Worse yet, the Mercer survey also reveals one way in which the law will REDUCE jobs for the American economy, rather than creating the 4,000,000 jobs that then-Speaker Pelosi promised.  The survey found that more than a quarter of firm respondents (28%) currently cannot afford to provide coverage to some or all of their part-time workers who work more than 30 hours per week, as Obamacare requires.  And how do these affected firms plan to respond to Obamacare’s new mandate to provide insurance to all employees working more than 30 hours per week?  Half (50%) plan to “change their workforce strategy” so that fewer workers work more than the 30 hours per week that triggers the new Obamacare requirements.  That means fewer opportunities for individuals to work more hours they need to get ahead in this struggling economy.

One small business owner testified before Congress last week about the way in which Obamacare is distorting economic decision-making for businesses, discouraging them from hiring new workers and encouraging them to lay off existing ones:

Up until the passage of health reform, our plan had been that after October 2011 (this October), my wife and I would have entirely paid off the debt on our business for that purchase.  We have long anticipated and planned for the day when we could spend the money we were using to pay off this debt to expand our business and branch out further.  For my entire career, I have been working to become financially independent but now I face a very uncertain future.  I fear that everything I’ve worked for will be for naught.

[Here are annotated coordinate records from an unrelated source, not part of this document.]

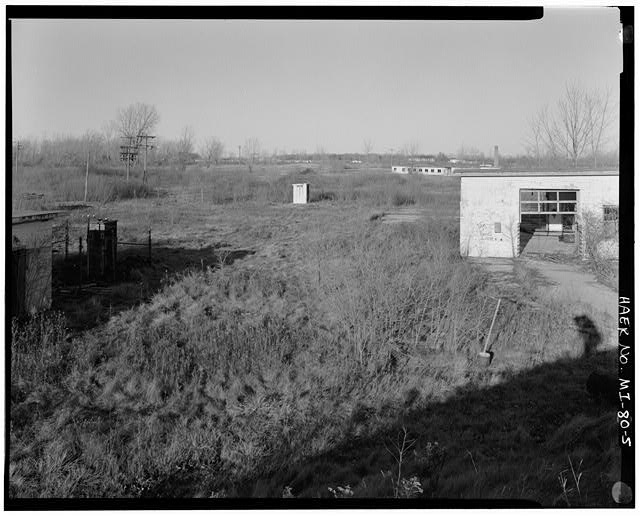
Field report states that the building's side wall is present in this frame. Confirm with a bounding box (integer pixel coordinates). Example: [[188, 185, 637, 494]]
[[11, 221, 52, 315], [460, 176, 618, 257]]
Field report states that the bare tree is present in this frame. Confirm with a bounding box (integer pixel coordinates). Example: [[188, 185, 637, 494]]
[[201, 136, 224, 167], [102, 120, 120, 161], [177, 125, 194, 170], [362, 138, 373, 167], [242, 137, 260, 172], [586, 89, 613, 167], [554, 83, 591, 167], [525, 115, 544, 166]]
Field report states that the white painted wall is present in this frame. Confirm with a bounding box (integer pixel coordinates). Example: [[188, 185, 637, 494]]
[[460, 175, 618, 257]]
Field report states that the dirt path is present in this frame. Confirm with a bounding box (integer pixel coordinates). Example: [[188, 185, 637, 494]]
[[473, 257, 618, 346], [525, 259, 618, 346]]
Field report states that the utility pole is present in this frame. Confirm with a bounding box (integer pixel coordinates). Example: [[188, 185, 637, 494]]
[[138, 134, 155, 184], [15, 140, 23, 176]]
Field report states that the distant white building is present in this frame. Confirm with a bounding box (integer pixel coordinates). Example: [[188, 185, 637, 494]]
[[391, 165, 452, 176]]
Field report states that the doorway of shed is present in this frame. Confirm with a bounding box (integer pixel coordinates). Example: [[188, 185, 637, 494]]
[[519, 190, 578, 254]]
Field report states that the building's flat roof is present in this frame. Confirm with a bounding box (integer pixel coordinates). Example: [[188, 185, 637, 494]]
[[455, 168, 620, 177], [11, 210, 64, 224]]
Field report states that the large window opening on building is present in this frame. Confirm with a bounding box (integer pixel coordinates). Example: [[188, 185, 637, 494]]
[[520, 190, 578, 252]]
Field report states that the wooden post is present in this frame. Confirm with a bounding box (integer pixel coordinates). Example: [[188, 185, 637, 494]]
[[84, 153, 89, 202], [111, 233, 118, 283], [85, 215, 91, 278], [484, 297, 502, 353], [78, 237, 84, 288], [142, 140, 149, 185], [64, 219, 69, 262]]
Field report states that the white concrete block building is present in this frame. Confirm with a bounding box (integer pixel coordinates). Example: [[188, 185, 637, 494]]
[[457, 170, 619, 257]]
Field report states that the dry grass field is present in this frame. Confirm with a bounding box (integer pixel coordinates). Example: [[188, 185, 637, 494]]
[[8, 164, 620, 507]]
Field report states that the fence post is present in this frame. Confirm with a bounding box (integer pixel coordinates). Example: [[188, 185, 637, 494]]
[[64, 219, 69, 262], [78, 237, 83, 290]]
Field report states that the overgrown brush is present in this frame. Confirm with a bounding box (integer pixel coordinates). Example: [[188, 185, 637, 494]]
[[9, 205, 600, 497], [581, 211, 619, 289]]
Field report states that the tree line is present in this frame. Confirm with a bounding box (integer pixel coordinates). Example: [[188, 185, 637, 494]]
[[525, 83, 615, 167], [14, 102, 224, 167]]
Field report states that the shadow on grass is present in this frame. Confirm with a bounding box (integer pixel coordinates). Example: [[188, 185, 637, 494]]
[[229, 351, 620, 507], [52, 243, 255, 330]]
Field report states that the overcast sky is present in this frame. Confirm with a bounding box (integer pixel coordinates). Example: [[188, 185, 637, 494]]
[[11, 7, 622, 154]]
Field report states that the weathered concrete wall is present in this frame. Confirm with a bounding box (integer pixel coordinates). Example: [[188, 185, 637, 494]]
[[11, 220, 52, 315], [460, 175, 618, 258]]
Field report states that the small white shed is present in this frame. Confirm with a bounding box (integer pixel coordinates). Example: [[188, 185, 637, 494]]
[[293, 183, 309, 204]]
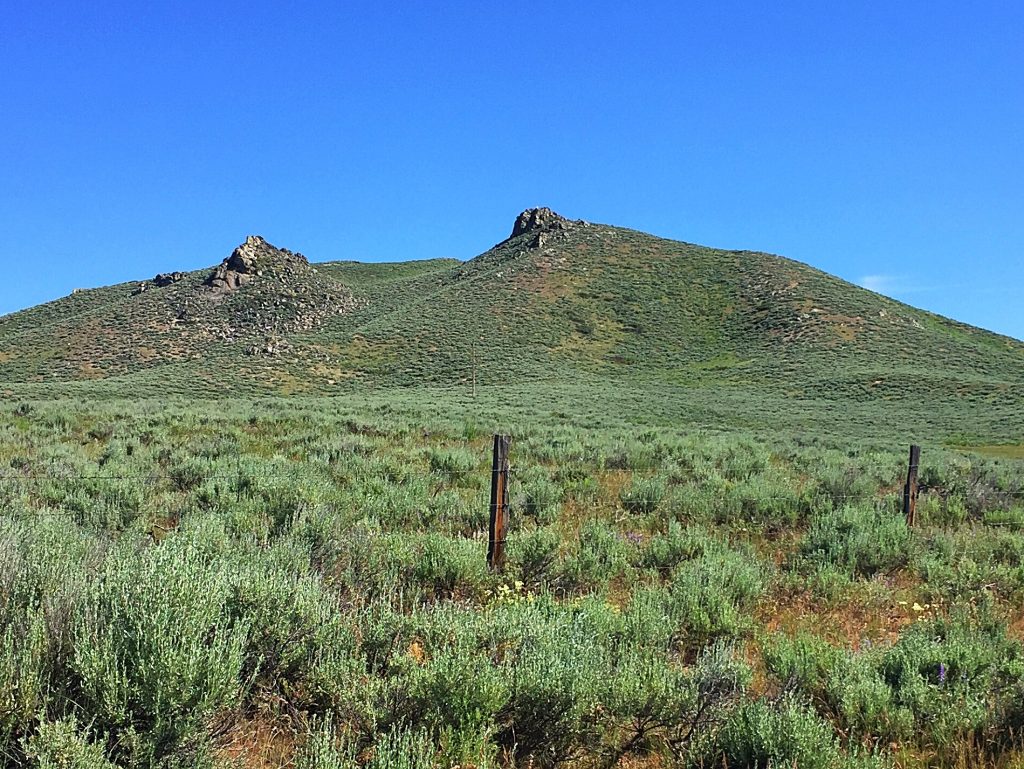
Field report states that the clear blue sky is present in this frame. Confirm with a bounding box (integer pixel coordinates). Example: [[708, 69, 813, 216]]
[[0, 0, 1024, 338]]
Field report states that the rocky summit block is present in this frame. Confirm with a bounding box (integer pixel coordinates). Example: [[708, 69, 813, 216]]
[[206, 234, 309, 293]]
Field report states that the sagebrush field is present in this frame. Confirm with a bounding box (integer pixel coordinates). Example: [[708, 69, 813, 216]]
[[0, 398, 1024, 769]]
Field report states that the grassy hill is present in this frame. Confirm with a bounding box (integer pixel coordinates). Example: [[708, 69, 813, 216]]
[[0, 209, 1024, 440]]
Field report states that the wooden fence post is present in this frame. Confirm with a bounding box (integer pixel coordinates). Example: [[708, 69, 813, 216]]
[[903, 445, 921, 526], [487, 435, 512, 571]]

The new health care law has wrecked our plans to grow our business and create jobs.  We are already taking steps to downsize our team in anticipation of the full weight of the law’s burden which will affect me most heavily in 2014.  My new focus, unfortunately, is on how to have the leanest workforce possible and, even more dismaying, my worries about the very survival of our business are emblematic of the reactions of millions of small businesses throughout our nation.  I cannot imagine that this is what the President and Congress intended, particularly as they continue to try to pull our country out of a recession and reduce the unemployment rate.  But intentions aside, it is the reality that they have created for us; it is the reality facing the very entrepreneurs that our nation needs to create the jobs to get our economy back on track.

Ironically enough, at his press conference regarding the debt ceiling yesterday President Obama asked “What are we going to do for the single mom who’s seen her hours cut back…?”  Based on the Mercer survey, and the testimony noted above, one of the best things we could do to get that single mom more hours would be to repeal Obamacare, and particularly its destructive mandates on business.